Error acceptable step or module 310 may determine whether the error
data 1504 produced by the support vector machine 1206 is within an
acceptable metric, indicating error that the support vector machine
1206 is providing output data 1218 that is close enough to the
training input data 1306 to permit the use of the output data 1218
from the support vector machine 1206. In other words, an acceptable
error may indicate that the support vector machine 1206 has been
"trained" as training is specified by the user of the system and
method of one embodiment of the present invention. A representative
example of the error acceptable step or module 310 is shown in FIG.
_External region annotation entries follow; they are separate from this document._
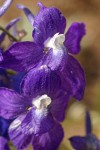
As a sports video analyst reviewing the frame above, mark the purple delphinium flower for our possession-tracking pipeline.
[69,112,100,150]
[0,137,10,150]
[0,66,70,150]
[0,18,20,44]
[0,0,13,17]
[0,3,85,100]
[0,117,12,150]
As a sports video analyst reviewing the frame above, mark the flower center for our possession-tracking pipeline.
[32,94,51,109]
[44,33,65,51]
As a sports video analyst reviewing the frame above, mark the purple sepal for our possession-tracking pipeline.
[0,137,10,150]
[0,41,43,71]
[51,90,70,122]
[39,48,68,70]
[0,0,13,17]
[0,18,20,43]
[0,88,30,119]
[69,134,100,150]
[33,3,66,45]
[33,123,64,150]
[21,65,61,98]
[9,115,32,150]
[85,111,92,135]
[61,55,86,100]
[21,108,54,136]
[17,4,34,26]
[0,117,13,139]
[64,22,85,54]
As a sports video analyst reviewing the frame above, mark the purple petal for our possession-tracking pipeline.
[61,55,86,100]
[64,22,85,54]
[0,0,13,17]
[21,65,61,97]
[10,72,26,93]
[33,3,66,45]
[0,88,30,119]
[85,111,92,134]
[21,108,54,135]
[33,123,64,150]
[0,18,20,43]
[0,137,10,150]
[39,48,67,70]
[9,115,32,150]
[0,117,13,139]
[17,4,34,26]
[51,90,70,122]
[0,42,43,71]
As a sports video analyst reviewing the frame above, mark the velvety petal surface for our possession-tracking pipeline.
[33,3,66,45]
[0,18,20,43]
[0,137,10,150]
[0,41,43,71]
[0,88,30,119]
[9,115,32,150]
[10,72,26,93]
[0,68,10,87]
[17,4,34,26]
[0,117,12,138]
[85,111,92,135]
[64,22,85,54]
[0,0,13,17]
[39,48,67,70]
[21,108,54,135]
[61,55,86,100]
[51,90,70,122]
[33,123,64,150]
[21,65,61,98]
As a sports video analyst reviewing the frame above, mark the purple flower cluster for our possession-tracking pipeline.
[0,3,86,150]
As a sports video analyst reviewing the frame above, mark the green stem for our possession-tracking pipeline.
[0,26,19,42]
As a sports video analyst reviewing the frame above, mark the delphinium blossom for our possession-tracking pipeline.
[0,3,85,100]
[69,112,100,150]
[0,0,13,17]
[0,66,70,150]
[0,3,85,150]
[0,117,12,150]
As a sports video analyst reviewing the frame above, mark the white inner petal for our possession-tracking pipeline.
[44,33,65,50]
[32,94,51,109]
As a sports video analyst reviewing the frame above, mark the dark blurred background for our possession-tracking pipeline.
[0,0,100,150]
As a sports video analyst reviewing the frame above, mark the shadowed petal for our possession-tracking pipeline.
[21,108,54,135]
[21,65,61,98]
[0,18,20,43]
[0,137,10,150]
[10,72,26,93]
[0,42,43,71]
[61,55,86,100]
[0,0,13,17]
[33,123,64,150]
[0,117,13,139]
[51,90,70,122]
[0,88,30,119]
[85,111,92,134]
[9,115,32,150]
[33,3,66,45]
[64,22,85,54]
[17,4,34,26]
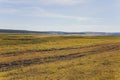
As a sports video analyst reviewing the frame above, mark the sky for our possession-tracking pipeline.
[0,0,120,32]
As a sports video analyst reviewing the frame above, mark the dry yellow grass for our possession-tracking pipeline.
[0,34,120,80]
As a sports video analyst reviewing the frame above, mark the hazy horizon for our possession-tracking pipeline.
[0,0,120,32]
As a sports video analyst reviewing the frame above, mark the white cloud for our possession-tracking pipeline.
[0,7,94,21]
[0,0,90,5]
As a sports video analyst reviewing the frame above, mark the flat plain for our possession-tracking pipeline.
[0,34,120,80]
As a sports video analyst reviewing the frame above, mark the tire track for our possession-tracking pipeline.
[0,44,120,72]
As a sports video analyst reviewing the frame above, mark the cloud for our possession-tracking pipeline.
[0,0,90,5]
[0,7,94,21]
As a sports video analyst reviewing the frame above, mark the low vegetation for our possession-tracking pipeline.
[0,34,120,80]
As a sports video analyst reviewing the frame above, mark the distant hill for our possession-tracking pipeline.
[0,29,120,36]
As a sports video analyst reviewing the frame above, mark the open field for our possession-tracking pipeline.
[0,34,120,80]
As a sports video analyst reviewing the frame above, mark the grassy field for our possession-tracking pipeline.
[0,34,120,80]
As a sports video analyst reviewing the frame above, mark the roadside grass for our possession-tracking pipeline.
[0,34,120,80]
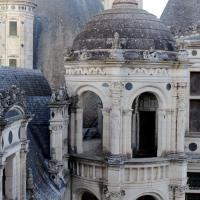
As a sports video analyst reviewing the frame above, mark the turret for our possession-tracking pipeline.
[102,0,143,10]
[0,0,36,69]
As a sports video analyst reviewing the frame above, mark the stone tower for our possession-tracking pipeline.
[102,0,143,10]
[0,0,36,69]
[64,0,189,200]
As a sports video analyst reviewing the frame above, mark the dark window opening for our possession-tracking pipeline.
[132,93,158,158]
[190,100,200,133]
[186,194,200,200]
[9,21,17,36]
[190,72,200,96]
[81,192,98,200]
[187,172,200,190]
[137,195,155,200]
[82,91,103,154]
[9,59,17,67]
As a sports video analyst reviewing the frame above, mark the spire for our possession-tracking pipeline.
[113,0,138,8]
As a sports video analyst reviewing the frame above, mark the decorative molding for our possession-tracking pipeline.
[66,67,106,75]
[170,21,200,36]
[106,32,127,49]
[131,68,168,76]
[50,87,69,104]
[169,184,188,193]
[0,85,26,116]
[103,186,126,200]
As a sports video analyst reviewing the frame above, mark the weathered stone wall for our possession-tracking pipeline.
[34,0,102,88]
[161,0,200,28]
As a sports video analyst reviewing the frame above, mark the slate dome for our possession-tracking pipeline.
[73,0,175,51]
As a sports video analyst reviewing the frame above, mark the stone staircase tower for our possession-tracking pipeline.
[102,0,143,10]
[0,0,36,69]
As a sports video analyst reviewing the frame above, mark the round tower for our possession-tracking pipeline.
[102,0,143,10]
[0,0,36,69]
[65,0,189,200]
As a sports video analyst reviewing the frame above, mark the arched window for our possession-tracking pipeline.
[5,108,23,121]
[81,192,98,200]
[82,91,103,153]
[137,195,156,200]
[132,92,158,157]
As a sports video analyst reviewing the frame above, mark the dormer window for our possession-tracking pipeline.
[9,21,17,36]
[9,59,17,67]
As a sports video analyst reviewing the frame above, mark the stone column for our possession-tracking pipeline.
[5,155,17,199]
[19,116,31,200]
[0,153,4,200]
[102,108,110,152]
[170,83,178,154]
[123,109,133,157]
[76,108,83,153]
[63,105,69,169]
[166,109,172,153]
[177,83,187,153]
[169,184,187,200]
[157,109,167,156]
[20,142,27,200]
[0,116,6,200]
[70,108,76,153]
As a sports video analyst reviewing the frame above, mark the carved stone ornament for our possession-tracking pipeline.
[169,185,188,193]
[0,85,26,116]
[106,32,127,49]
[64,48,74,61]
[51,87,69,103]
[79,49,92,61]
[103,186,126,200]
[178,50,189,61]
[66,67,106,75]
[26,168,36,200]
[170,21,200,36]
[48,159,63,188]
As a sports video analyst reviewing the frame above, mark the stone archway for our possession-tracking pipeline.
[81,192,98,200]
[132,92,158,158]
[137,195,157,200]
[79,91,103,154]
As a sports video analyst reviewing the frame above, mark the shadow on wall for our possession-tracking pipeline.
[34,0,102,88]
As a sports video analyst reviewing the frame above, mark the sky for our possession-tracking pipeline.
[143,0,168,17]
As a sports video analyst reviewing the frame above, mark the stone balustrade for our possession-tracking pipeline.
[123,162,170,184]
[70,159,107,181]
[70,157,170,184]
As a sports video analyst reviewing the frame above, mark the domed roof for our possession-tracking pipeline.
[73,0,175,51]
[0,67,51,97]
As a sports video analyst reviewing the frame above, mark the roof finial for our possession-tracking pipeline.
[113,0,138,8]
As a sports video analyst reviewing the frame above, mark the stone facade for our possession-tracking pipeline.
[0,0,36,69]
[102,0,143,10]
[58,0,190,200]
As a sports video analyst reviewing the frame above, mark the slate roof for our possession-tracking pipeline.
[161,0,200,26]
[73,3,175,51]
[0,67,63,200]
[0,67,51,96]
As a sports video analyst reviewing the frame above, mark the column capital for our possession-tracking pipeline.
[103,186,126,200]
[123,109,133,115]
[101,108,111,114]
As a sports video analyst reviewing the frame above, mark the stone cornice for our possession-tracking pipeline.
[65,61,190,69]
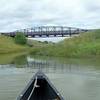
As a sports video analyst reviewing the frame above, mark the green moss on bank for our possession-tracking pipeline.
[0,36,28,54]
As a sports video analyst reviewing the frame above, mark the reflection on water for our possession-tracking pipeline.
[0,55,100,100]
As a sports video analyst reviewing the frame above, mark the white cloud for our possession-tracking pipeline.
[0,0,100,31]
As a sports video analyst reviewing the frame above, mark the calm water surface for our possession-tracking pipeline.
[0,55,100,100]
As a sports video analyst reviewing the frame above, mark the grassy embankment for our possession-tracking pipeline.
[0,35,51,55]
[0,36,28,54]
[32,30,100,57]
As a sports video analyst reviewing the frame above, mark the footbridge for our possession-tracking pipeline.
[2,26,88,38]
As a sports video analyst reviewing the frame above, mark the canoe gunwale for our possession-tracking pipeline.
[17,71,64,100]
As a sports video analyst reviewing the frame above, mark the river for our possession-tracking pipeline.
[0,55,100,100]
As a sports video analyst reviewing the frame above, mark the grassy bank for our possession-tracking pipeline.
[0,36,28,54]
[32,30,100,57]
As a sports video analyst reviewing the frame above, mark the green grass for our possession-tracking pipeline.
[30,30,100,57]
[0,36,28,54]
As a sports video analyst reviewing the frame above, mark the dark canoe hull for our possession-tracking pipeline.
[17,71,64,100]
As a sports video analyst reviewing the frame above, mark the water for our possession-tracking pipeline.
[0,55,100,100]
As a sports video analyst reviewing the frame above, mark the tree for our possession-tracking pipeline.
[15,32,27,45]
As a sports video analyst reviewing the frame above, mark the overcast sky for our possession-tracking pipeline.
[0,0,100,31]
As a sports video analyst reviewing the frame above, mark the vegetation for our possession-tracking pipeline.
[15,32,27,45]
[0,35,29,54]
[32,30,100,57]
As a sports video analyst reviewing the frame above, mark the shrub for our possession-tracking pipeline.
[15,32,27,45]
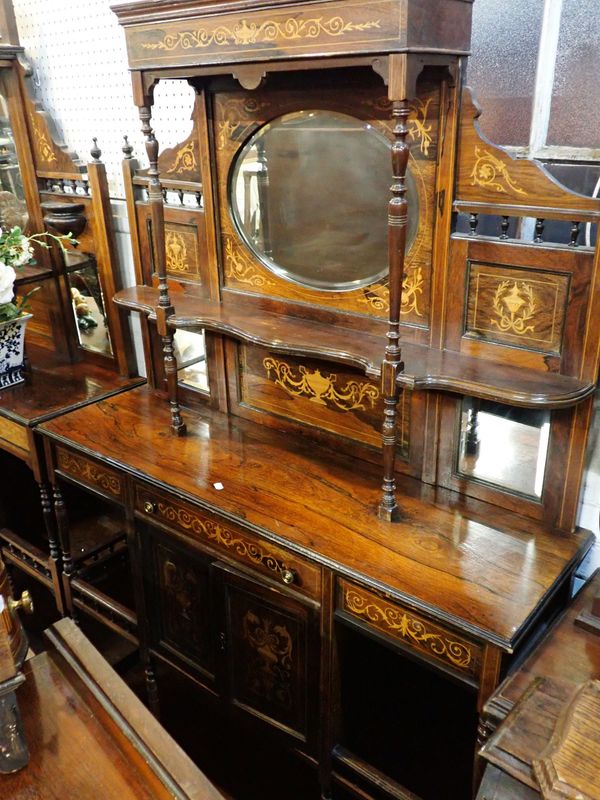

15, which is discussed in detail below.
[0297] If an unacceptable error is determined by error acceptable
step or module 310, an order pointer 322 indicates that the step or
module 104 returns to the wait training data interval step or
module 304. In other words, when an unacceptable error exists, the
step or module 104 has not completed training the support vector
machine 1206. Because the support vector machine 1206 has not
completed being trained, training may continue before the system
and method of one embodiment of the present invention may move to a
step or module 106 discussed below.
[0298] In contrast, if the error acceptable step or module 310
determines that an acceptable error from the support vector machine
1206 has been obtained, then the step or module 104 has trained
support vector machine 1206. Since the support vector machine 1206
has now been trained, step or module 104 may allow the system and
method of one embodiment of the present invention to move to the
steps or modules 106 and 112 discussed below. The specific
embodiments for step or module 104 are now discussed.
[0299] 1. Configure Support Vector Machine Step or Module 302
[0300] Referring now to FIG. 12, a representative embodiment of the
configure support vector machine step or module 302 is shown. This
step or module 302 may allow the uses of one embodiment of the
present invention to both configure and re-configure the support
vector machine. Referring now to FIG. 12, the order pointer 120
indicates that the first step or module may be a specify training
and prediction timing control step or module 802. Step or module
802 may allow the person configuring the system and method of one
embodiment of the present invention to specify the training
interval(s) and the prediction timing interval(s) of the support
vector machine 1206.
[0301] FIG. 33 shows a representative embodiment of the step or
module 802. Referring now to FIG. 33, step or module 802 may be
made up of four steps and/or modules 3102, 3104, 3106, and 3108.
Step or module 3102 may be a specify training timing method step or
module. The specify training timing method step or module 3102 may
allow the user configuring one embodiment of the present invention
to specify the method or procedure to be followed to determine when
the support vector machine 1206 is being trained. A representative
example of this may be when all of the training data has been
updated. Another example may be the lapse of a fixed time interval.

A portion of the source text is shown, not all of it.